# 2010 Lakeside 3-D Archery Schedule



## TURKEY MADNESS (Mar 1, 2010)

March 27
April 24
May 29
June 26
July 31
August 28 Shoot times 8:00am Cut off 4:00. Rain Out Dates will be scheduled for the following day if possible. The cost is $6 for the cubs and $12 for all others. 

PRIZES
Shooter of the year shoot-off and drawing for prizes will be held at the August tournament. Shooter of the year will receive the choice of a new bow or cash.

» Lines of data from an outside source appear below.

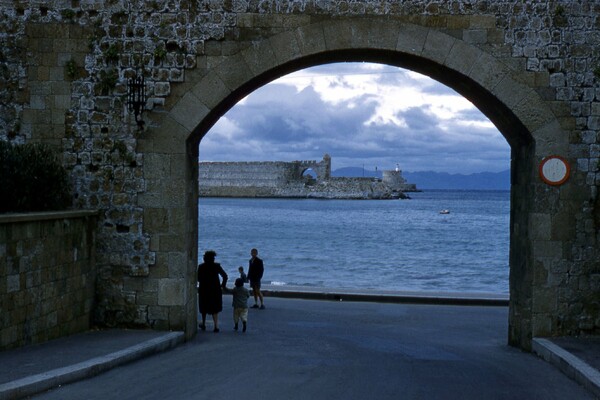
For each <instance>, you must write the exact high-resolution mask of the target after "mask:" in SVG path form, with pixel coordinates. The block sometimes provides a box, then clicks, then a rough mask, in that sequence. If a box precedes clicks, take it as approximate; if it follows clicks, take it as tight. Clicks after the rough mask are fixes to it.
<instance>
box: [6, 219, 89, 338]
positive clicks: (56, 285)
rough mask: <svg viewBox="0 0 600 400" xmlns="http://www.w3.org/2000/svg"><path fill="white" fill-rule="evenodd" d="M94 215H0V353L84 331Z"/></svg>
mask: <svg viewBox="0 0 600 400" xmlns="http://www.w3.org/2000/svg"><path fill="white" fill-rule="evenodd" d="M96 223H97V213H95V212H86V211H75V212H54V213H32V214H5V215H0V310H1V311H0V350H4V349H8V348H13V347H18V346H23V345H27V344H33V343H39V342H44V341H46V340H50V339H54V338H57V337H60V336H65V335H69V334H72V333H76V332H81V331H85V330H87V329H89V328H90V324H91V321H92V317H93V316H92V312H93V306H94V298H95V282H96V264H95V244H96V233H95V232H96Z"/></svg>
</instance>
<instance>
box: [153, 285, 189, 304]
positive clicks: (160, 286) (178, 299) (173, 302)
mask: <svg viewBox="0 0 600 400" xmlns="http://www.w3.org/2000/svg"><path fill="white" fill-rule="evenodd" d="M184 304H185V287H184V283H183V282H182V281H181V280H180V279H161V280H160V281H159V283H158V305H159V306H182V305H184Z"/></svg>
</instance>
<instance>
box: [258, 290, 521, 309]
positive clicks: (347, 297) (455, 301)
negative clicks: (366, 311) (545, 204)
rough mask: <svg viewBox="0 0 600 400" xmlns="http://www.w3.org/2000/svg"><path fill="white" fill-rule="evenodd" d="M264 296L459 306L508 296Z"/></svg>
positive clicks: (268, 291) (507, 305)
mask: <svg viewBox="0 0 600 400" xmlns="http://www.w3.org/2000/svg"><path fill="white" fill-rule="evenodd" d="M261 292H262V293H263V294H264V295H266V296H271V297H282V298H291V299H308V300H330V301H364V302H377V303H398V304H402V303H404V304H434V305H460V306H501V307H504V306H506V307H508V303H509V300H508V298H500V297H483V296H482V297H468V296H465V297H460V296H455V295H448V296H444V295H433V294H431V295H419V296H417V295H402V294H367V293H349V292H342V291H340V292H324V291H323V292H308V291H307V292H302V291H295V290H272V289H266V290H261Z"/></svg>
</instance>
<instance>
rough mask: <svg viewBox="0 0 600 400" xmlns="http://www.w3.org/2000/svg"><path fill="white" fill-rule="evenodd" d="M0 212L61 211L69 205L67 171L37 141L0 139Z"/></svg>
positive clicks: (46, 149) (43, 145)
mask: <svg viewBox="0 0 600 400" xmlns="http://www.w3.org/2000/svg"><path fill="white" fill-rule="evenodd" d="M0 188H2V196H0V213H6V212H26V211H56V210H64V209H66V208H68V207H69V206H70V205H71V185H70V183H69V180H68V175H67V171H66V170H65V168H64V167H63V166H62V164H61V163H60V162H59V160H58V157H57V156H56V154H55V152H53V151H52V149H50V147H48V146H47V145H44V144H41V143H27V144H24V145H19V144H12V143H10V142H6V141H0Z"/></svg>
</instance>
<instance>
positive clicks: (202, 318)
mask: <svg viewBox="0 0 600 400" xmlns="http://www.w3.org/2000/svg"><path fill="white" fill-rule="evenodd" d="M216 257H217V253H216V252H215V251H213V250H208V251H206V252H205V253H204V257H203V263H202V264H200V265H198V306H199V308H200V314H201V315H202V322H201V323H200V325H199V327H200V329H201V330H203V331H205V330H206V316H207V315H208V314H210V315H211V316H212V318H213V323H214V329H213V332H219V313H220V312H221V311H223V292H224V291H228V289H227V279H228V276H227V273H226V272H225V270H224V269H223V267H221V264H219V263H217V262H215V258H216ZM238 270H239V272H240V277H239V278H237V279H236V280H235V286H234V288H233V289H232V290H231V294H232V296H233V301H232V305H233V322H234V329H235V330H236V331H237V330H238V324H239V321H240V320H241V321H242V331H243V332H246V329H247V323H248V299H249V298H250V292H249V291H248V289H246V288H245V287H244V283H245V282H248V281H249V282H250V287H251V288H252V295H253V297H254V305H253V306H252V308H259V309H261V310H264V309H265V304H264V297H263V294H262V292H261V291H260V282H261V280H262V277H263V273H264V265H263V261H262V260H261V259H260V258H258V250H257V249H252V250H250V261H248V275H247V276H246V274H245V273H244V268H243V267H239V269H238ZM219 277H220V278H219ZM259 301H260V305H259V304H258V303H259Z"/></svg>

**3 day guided deer hunt with Cumberland Springs Wildlife Preserve
**2 day guided hog hunt with Tennessee Extreme Hunting
**Other prizes to be announced 

LOCATION
2 miles South of Tims Ford State Park entrance

OFFICIALS
Allen Byrom 931-703-7270
Martin Dixon 931-224-8438
Tracy Taylor 931-307-9856


----------



## dest.340 (Feb 14, 2010)

Had a great time last year.Hope everyone that can will come out and shoot with us.


----------



## cleatus2506 (Jan 1, 2010)

Great course setups, great people to shoot with and the best shoots I've ever been to. These guys do things first class. Do yourself a favor and give them a try if you get a chance, you won't be disappointed!


----------



## n2bows45 (Jul 31, 2009)

I hope to make it down there this year, its a great place to shoot, I shot there back when the first club had shoots there.


----------



## jinxliveson (Jan 20, 2009)

sounds good, what state is it in? Or did I miss that?


----------



## cleatus2506 (Jan 1, 2010)

It's in Tennessee. Southern Middle Tennessee about 1.25-1.5 hours Southeast from Nashville.


----------



## TURKEY MADNESS (Mar 1, 2010)

The area it is in is Winchester Tn.


----------



## dest.340 (Feb 14, 2010)

2 miles past tims ford state park


----------



## JO247 (Oct 19, 2009)

Lakeside 3D Archery has a great coarse area at Tims Ford. Come on out and you will have a blast. They have all of the information (map, directions, shooter classes, and rules) you need on there website. The web address is www.lakeside3darchery.com


----------



## dest.340 (Feb 14, 2010)

I love the web site.check it out!


----------



## cleatus2506 (Jan 1, 2010)

If you're looking for a good shoot tomorrow, come out and give it a shot. Tracy always puts together a great course!


----------